Thanks. That was the detail I was trying to figure out. Ie. why might something
want to skip swap entries. I will spend some more time looking to be sure
though.
> However after that we've got all kinds of swap entries introduced, and as you
> spotted at least the migration entry should be able to exist to some file
> backed memory type (shmem).
>
> >
> > > - The wording "skip swap entries" is confusing, because we're not skipping all
> > > swap entries - we handle device private/exclusive pages before that.
> > >
> > > - The skip behavior is enabled as long as zap_details pointer passed over.
> > > It's very hard to figure that out for a new zap caller because it's unclear
> > > why we should skip swap entries when we have zap_details specified.
> > >
> > > - With modern systems, especially performance critical use cases, swap
> > > entries should be rare, so I doubt the usefulness of this optimization
> > > since it should be on a slow path anyway.
> > >
> > > - It is not aligned with what we do with huge pmd swap entries, where in
> > > zap_huge_pmd() we'll do the accounting unconditionally.
> > >
> > > This patch drops that trick, so we handle swap ptes coherently. Meanwhile we
> > > should do the same mapping check upon migration entries too.
> >
> > I agree, and I'm not convinced the current handling is very good - if we
> > skip zapping a migration entry then the page mapping might get restored when
> > the migration entry is removed.
> >
> > In practice I don't think that is a problem as the migration entry target page
> > will be locked, and if I'm understanding things correctly callers of
> > unmap_mapping_*() need to have the page(s) locked anyway if they want to be
> > sure the page is unmapped.
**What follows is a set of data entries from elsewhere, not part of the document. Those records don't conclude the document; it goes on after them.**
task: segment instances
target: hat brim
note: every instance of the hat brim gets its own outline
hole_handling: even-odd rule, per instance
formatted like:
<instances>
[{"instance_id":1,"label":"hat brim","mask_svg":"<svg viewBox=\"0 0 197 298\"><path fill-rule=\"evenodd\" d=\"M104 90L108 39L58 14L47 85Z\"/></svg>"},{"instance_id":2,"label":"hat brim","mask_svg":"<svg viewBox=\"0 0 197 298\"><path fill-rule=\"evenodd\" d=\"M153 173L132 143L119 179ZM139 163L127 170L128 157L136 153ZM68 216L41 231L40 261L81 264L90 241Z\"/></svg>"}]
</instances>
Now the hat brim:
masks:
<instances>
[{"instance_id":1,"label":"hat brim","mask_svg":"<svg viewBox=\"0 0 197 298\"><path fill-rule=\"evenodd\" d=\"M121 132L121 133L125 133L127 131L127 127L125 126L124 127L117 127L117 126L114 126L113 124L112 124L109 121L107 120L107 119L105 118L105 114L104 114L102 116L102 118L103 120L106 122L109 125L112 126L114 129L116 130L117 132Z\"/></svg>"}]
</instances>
But it seems removing the migration entries better
> > matches the intent and I can't think of a reason why they should be skipped.
>
> Exactly, that's what I see this too.
>
> I used to think there is a bug for shmem migration (if you still remember I
> mentioned it in some of my previous patchset cover letters), but then I found
> migration requires page lock then it's probably not a real bug at all. However
> that's never a convincing reason to ignore swap entries.
Right, it also took me a while to convince myself there wasn't a bug there so
if for some reason this patch doesn't end up going in I think we should still
treat migration entries the same way as device-private entries.
> I wanted to "ignore" this problem by the "adding a flag to skip swap entry"
> patch, but as you saw it was very not welcomed anyway, so I have no choice to
> try find the fundamental reason for skipping swap entries. When I figured I
> cannot really find any good reason and skipping seems to be even buggy, hence
> this patch. If this is the right way, the zap pte path can be simplified quite
> a lot after patch 2 of this series.
Yep, I think it's definitely worth trying to figure out. And if it turns out
there is some good reason for skipping we better make sure to document it in a
comment somewhere so none of this good research is lost. However I haven't yet
come up with a reason why they need to be skipped either.